Above the tracks of Liverpool Street Station, Exchange Square is a unique, tranquil new park within the urban heart of London. As natural light fades, a balance of beautifully integrated light and retained darkness reveals the multi-level topography and curved landscape features while supporting intuitive wayfinding, ease of access, and promoting social connection. The lighting design focuses on enhancing the organic and sensory aspects of the park design, playing up the natural textures and changing colours of the planting and the movement of wind and water, aiming to encourage people to slow down, breathe, and enjoy a moment of respite from the hard granite of the city surrounds.
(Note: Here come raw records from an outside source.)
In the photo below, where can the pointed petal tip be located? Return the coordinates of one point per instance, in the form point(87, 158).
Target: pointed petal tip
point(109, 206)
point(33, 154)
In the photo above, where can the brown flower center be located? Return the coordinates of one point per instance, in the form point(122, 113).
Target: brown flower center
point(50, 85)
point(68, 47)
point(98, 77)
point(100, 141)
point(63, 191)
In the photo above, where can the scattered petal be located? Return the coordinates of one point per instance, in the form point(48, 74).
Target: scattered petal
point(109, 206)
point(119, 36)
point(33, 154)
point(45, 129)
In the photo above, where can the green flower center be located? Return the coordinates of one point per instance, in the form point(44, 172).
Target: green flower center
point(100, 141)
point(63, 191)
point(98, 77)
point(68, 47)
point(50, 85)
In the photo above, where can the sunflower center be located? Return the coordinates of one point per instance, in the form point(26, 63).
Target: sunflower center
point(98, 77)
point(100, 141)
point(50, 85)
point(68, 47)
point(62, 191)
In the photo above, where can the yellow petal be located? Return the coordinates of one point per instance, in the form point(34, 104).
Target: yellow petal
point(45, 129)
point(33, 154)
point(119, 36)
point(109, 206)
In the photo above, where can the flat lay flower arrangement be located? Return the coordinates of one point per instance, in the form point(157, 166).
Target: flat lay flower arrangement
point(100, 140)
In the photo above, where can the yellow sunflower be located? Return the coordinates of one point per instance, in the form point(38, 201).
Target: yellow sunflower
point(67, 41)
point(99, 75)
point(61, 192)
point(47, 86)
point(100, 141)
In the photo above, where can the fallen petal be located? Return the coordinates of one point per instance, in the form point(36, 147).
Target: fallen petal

A key project from the Broadgate Public Realm Framework for British Land, the park is a soft, bucolic environment that prioritises the wellbeing of both people and plants and is open access, marking an important milestone in their journey from an office-led campus to a truly mixed-use, creative environment.
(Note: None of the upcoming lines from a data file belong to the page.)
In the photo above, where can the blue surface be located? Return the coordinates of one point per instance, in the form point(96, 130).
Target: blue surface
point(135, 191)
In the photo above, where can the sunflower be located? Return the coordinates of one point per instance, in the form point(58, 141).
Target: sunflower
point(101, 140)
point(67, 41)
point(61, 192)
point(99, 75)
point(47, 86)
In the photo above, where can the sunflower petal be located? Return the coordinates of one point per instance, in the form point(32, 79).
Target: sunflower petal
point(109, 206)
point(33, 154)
Much of the lighting is kept at a low height, preserving a warm and intimate ambience that encourages increased dwell time and easy social interaction. At the perimeter, light for circulation is provided from columns at a human scale, while low-level bollards reveal the internal routes and softly highlight the low-level planting.

Across the site, the landscape elements softly glow with elegantly integrated light, contrasting with the areas of retained darkness to improve legibility and facilitate a sense of security while supporting the park’s ecology and biodiversity.

The dark metal vertical face of the meandering ‘ribbon’ retaining wall that runs through the park is revealed with an even wash of light, while the slatted timber benches that sit up above the wall are lit from beneath. Slots cut into the faces of the terrazzo step seating also contain hidden light sources, generating mesmerising patterns and ever-changing ripples within the water feature.

The tallest elements in the park are two rows of mature silver birch trees lit from within to create shifting patterns of rustling foliage and branches on the ground. The colour of the light adjusts tonally with each season, with warmer white light enhancing the rich autumn leaves and bare wooden branches in autumn and winter and fresher, cooler, white light celebrating the green buds and vibrant leaves of spring and summer.